Par Céline Antonin, Christophe Blot et Danielle Schweisguth
Ce texte résume les prévisions d’octobre 2012 pour l’économie de la zone euro.
Après plus de deux années de crise de la zone euro, le Conseil européen, qui s’est tenu les 18 et 19 octobre, n’avait cette fois-ci rien d’un énième sommet de la dernière chance. Même si les discussions sur la future union bancaire[1] furent sources de tensions entre la France et l’Allemagne, il n’y avait aucune épée de Damoclès au-dessus de la tête des chefs d’Etats européens. Pour autant, il serait prématuré de considérer que la crise est proche de son terme. Rappelons simplement que le PIB de la zone euro n’a toujours pas retrouvé son niveau d’avant-crise et qu’il a encore reculé de 0,2 % au deuxième trimestre 2012. Cette baisse devrait se poursuivre puisque nous anticipons une baisse du PIB de 0,5 % en 2012 et encore de 0,1 % en 2013. Par conséquent, le taux de chômage de la zone euro, qui a d’ores et déjà dépassé son précédent record historique qui datait d’avril 1997, continuerait d’augmenter pour atteindre 12,1 % en fin d’année 2013. Quelles sont alors les raisons de cette accalmie ? La zone euro peut-elle rapidement renouer avec la croissance et espérer enfin endiguer la crise sociale ?
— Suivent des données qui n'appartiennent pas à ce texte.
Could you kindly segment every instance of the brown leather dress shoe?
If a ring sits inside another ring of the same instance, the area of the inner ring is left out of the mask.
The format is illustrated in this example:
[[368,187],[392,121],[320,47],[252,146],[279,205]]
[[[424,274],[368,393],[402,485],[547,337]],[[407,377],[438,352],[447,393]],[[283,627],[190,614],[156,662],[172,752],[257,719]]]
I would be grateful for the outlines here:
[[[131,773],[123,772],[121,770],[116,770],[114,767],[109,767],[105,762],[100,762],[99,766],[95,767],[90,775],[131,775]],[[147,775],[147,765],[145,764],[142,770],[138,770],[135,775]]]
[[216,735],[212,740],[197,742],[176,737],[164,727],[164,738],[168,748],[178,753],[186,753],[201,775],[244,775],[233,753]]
Depuis la fin de l’année 2011, l’Europe a adopté un nouveau traité (TSCG : Traité sur la stabilité, la coordination et la gouvernance) en cours de ratification dans les 25 pays signataires. Concrètement, ce nouveau texte doit permettre de renforcer la discipline budgétaire – via l’adoption de règles d’or nationales – et la solidarité grâce à la création du MES (Mécanisme européen de stabilité) dans la mesure où le recours au MES est conditionnelle à la ratification du TSCG. Le 6 septembre, la BCE a dévoilé les contours de son nouveau programme conditionnel d’achat de titres souverains (voir ici) dont l’objectif est de faire baisser les taux d’intérêt publics des pays placés sous le contrôle du MES. Ainsi, depuis le pic atteint le 24 juillet 2012, les primes de risque, mesurées par l’écart entre les taux d’intérêt publics italien et espagnol et le taux allemand, ont respectivement baissé de 2,2 et 2,5 points (graphiques 1 et 2). On est certes encore très éloigné de la normale mais il n’en demeure pas moins que cette accalmie est la bienvenue et qu’elle témoigne de l’éloignement du spectre d’un éclatement de la zone euro.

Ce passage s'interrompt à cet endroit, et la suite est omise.